With its pale, fluffy coat and a curly tail flopped over the back, the Samoyed is instantly recognisable. They are also known for a magnificent ruff of fur around the neck. Perhaps the most distinctive feature of the breed, however, is the wide grin that makes these dogs appear constantly happy. Pink tongues and black lips against the Samoyed’s pale fur help to exaggerate the ecstatic expression which has given the Samoyed its nickname of Smiler. These happy, friendly dogs have a temperament to match their smiley faces.
Although Samoyeds are often thought of as pure white, they can also be a light shade of biscuit, or a mixture of the two colours. They usually have brown or black eyes in an almond shape.

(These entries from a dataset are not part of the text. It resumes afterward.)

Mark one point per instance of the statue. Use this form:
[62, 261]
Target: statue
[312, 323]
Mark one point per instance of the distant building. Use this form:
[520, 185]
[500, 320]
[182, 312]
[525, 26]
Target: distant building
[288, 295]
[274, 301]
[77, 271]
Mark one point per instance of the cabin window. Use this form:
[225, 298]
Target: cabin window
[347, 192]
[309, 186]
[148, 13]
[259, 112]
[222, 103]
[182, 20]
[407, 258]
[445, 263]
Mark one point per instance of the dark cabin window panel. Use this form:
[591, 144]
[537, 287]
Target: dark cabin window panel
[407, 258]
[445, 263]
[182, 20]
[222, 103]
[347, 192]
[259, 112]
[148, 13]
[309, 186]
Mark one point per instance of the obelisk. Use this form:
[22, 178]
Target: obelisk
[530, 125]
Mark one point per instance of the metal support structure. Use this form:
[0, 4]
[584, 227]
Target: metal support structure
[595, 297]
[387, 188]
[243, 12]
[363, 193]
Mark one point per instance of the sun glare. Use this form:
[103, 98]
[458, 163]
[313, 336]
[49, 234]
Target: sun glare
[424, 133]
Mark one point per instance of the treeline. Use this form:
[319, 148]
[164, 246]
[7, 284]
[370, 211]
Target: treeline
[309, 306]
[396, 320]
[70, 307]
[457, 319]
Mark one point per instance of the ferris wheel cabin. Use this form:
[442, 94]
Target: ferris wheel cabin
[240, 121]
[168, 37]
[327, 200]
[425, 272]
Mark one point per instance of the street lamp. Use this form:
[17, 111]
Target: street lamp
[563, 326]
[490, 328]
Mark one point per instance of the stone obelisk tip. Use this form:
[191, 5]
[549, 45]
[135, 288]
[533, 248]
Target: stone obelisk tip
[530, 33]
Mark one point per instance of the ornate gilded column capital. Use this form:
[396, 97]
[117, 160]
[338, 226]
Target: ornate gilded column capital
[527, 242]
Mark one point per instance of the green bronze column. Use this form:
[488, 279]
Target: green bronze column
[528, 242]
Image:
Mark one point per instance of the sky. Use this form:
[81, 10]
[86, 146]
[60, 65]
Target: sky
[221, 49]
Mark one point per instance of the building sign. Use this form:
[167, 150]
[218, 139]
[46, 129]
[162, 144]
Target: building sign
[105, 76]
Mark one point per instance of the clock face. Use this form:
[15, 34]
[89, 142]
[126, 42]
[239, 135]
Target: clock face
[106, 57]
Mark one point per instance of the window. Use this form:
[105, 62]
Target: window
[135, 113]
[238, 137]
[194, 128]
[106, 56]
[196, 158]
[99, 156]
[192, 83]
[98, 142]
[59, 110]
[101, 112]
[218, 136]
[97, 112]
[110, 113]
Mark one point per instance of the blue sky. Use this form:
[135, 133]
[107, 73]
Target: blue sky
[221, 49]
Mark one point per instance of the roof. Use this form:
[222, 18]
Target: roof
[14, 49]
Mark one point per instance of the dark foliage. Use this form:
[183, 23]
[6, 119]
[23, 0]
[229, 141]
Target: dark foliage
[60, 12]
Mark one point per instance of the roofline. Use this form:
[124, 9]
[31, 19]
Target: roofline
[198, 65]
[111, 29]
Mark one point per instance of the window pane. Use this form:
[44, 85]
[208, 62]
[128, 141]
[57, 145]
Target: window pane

Dog from the North Country
Samoyeds are part of the spitz family of dogs, originating in cold, northern regions and recognisable by their pricked ears, thick coats, and pointed muzzles. Like other members of the family, they were originally bred for pulling sleds.The explorer Nansen used Samoyeds on his polar expeditions, and his fellow Norwegian, Amundsen, also had a Samoyed lead dog.
Transport was not the Samoyed’s only duty, however. They were also used as herding and guard dogs. It is thought that living and working in proximity to their human families is what has made this breed so friendly and sociable. Today’s Samoyeds are pleasant and playful companions, and are usually good with both children and with other dogs.
Sport and exercise
Samoyeds make look like big balls of soft fluff, but they are generally just as ready to run and pull as their ancestors were, and they do require plenty of exercise. They can be trained as sled dogs, and Samoyed teams have taken part in the Iditarod, generally regarded as the world’s toughest sled race.
Training and exercise routines that use elements of herding also work well with Samoyeds. The breed’s herding instinct is strong, and can sometimes lead Samoyeds to try herding family members!
Friendly, playful, and eager to please, Samoyeds will enjoy a wide range of activities, from obedience training to flyball, just as long as they get to be the centre of attention and hang out with their people.
Knit your own dog
Like other northern breeds, the Samoyed has both a top coat of wiry guard hairs and a soft undercoat. Once or twice a year, a Samoyed will blow its coat, rapidly shedding the undercoat in clumps. They also require regular and thorough grooming, which should be an important consideration for anyone thinking of taking on a Samoyed.
Grooming and coat blowing, along with the regular shedding of small amounts of hair, can result in a large quantity of fluff for a Samoyed’s owners to clear up. Some craft loving owners have their dogs’ shed fur spun into knitting yarn, or spin it themselves, and it can also be used in felting.